= Conscription of disabled people during the Russo-Ukrainian war =

During the Russo-Ukrainian war, numerous people with disabilities have been conscripted into the Armed Forces of both Russia and Ukraine.

==Ukraine==
In late 2023, the Ukrainian Defence Ministry amended the criteria for medical exemptions by reclassifying people with tuberculosis, viral hepatitis, thyroid disease and HIV to be fit for military service.

On 22 October 2024, Ukrainian president Volodymyr Zelenskyy signed a decree which dissolved the medical examination commissions for determining the severity of disabilities that qualified for military exemptions.

According to an unnamed Ukrainian brigade commander who spoke to Deutsche Welle on condition of anonymity, some people who had been drafted showed up to the training center with edentulism and tuberculosis. According to a soldier who identified himself as "Kyrylo" to Deutsche Welle, he saw homeless people with swollen legs, drug addicts and alcoholics being drafted. "Kyrylo" also told DW that the medical exam is "often just a formality and in some places, it doesn't even happen" though he also mentioned that a "more thorough medical examination" would be carried out at a training center.
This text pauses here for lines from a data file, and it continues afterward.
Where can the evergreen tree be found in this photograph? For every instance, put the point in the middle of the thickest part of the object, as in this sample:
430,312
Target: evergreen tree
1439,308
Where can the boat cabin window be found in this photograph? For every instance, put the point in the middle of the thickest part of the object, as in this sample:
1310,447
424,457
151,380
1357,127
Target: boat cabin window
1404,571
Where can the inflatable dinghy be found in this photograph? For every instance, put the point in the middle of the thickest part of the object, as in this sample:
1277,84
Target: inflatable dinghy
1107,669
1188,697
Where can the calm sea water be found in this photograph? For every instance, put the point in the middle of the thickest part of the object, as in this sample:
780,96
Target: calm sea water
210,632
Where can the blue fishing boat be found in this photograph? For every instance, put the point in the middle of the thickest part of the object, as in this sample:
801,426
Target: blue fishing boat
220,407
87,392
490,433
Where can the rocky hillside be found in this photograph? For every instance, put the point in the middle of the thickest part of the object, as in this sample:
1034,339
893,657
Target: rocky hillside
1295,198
According to another soldier who identified himself as "Oleksandr", he saw people with epilepsy and schizophrenia being drafted. "Oleksandr" also reported that in 2024, a man with schizophrenia was assigned to a brigade in the Ukrainian Marine Corps and was later identified as having schizophrenia during basic training.

In July 2025, a 28 year old man from Central Ukraine who identified himself as "Vasyl" was drafted into the Ukrainian military despite suffering from memory lapses, mental disorientation, confusion about numbers and colors, and a personality disorder which he has been receiving psychiatric care for since 2015.

On 6 January 2026, Zsolt Rebán, a Hungarian-Ukrainian man with dual citizenship was grabbed by conscription officers while walking home for lunch. Zsolt had suffered from a heart disease since childhood and was declared militarily unfit after being examined in Uzhhorod and Berehove. According to his mother, she tried to tell the conscription officers that Zsolt had been exempt from military service but they didn't listen. Zsolt was later died after collapsing outside of a training center in Lviv on 18 January 2026.

===Reactions===
8 July 2025, the Council of Europe’s Commissioner for Human Rights published a report which said there were systemic human rights violations during mobilization, which included reports of beatings, selective recruitment, and the conscription of people with disabilities.

==Russia==
In September 2022, after the announcement of the 2022 Russian mobilization, a 43 year old man with an unspecified disability living in Nizhny Novgorod Oblast was sent to conscription collection point after receiving a draft notice. After it was found that he had a disability, the man was sent home.

On 25 September 2022, a 40 year old man from an Adyghe village by the name of Mikhail Timoshenko was given a draft notice by two Russian officers. Timoshenko is a veteran of the Second Chechen War who has been wheelchair bound since an injury in Grozny in 2009 and also suffers from shell shock. According to Timoshenko, the officers demanded him to appear at the military registration and enlistment office in Adygeysk despite seeing that he was in a wheelchair. The next day, Timoshenko showed up at the military registration and enlistment office where employees apologized to him and crossed his name off of the list.

On 10 January 2023, Suspilne News journalist Alexander Papin, citing a report from the Ukrainian General Staff reported that Russia had forcibly recruited up to 30 people during a raid in Horlivka, Donetsk Oblast. Of the roughly 30 people who were forcibly recruited, 4 were reported to have disabilities. According to an officer from the Ukrainian General Staff, they were sent into a Russian occupation unit after only two days of training at the Vostochny training ground.

In 2025, a Ukrainian commander, who spoke on the condition of anonymity, told The Telegraph that senior Ukrainian officials were aware of at least two confirmed cases in which mentally disabled Russians were sent to the front line in addition to two detailed by the USCC and the one purported case. One of these was Semyon Karmanov, a 27 year old man an intellectual and behavioural disability who was killed on the front line after suffering a head wound. The other was named Alexey Vachrushev, a 22 year old man who suffered spent much of his life under psychiatric care and was educated at a specialised school for children with developmental disabilities. He was drafted into the 4th Separate Motor Rifle Brigade, a former unit of the Luhansk People's Militia. A few days later, Vachrushev went missing near Horlivka. Later, his mother, Galina Vachrushev, found an undated image of him tied to a tree for refusing to fight.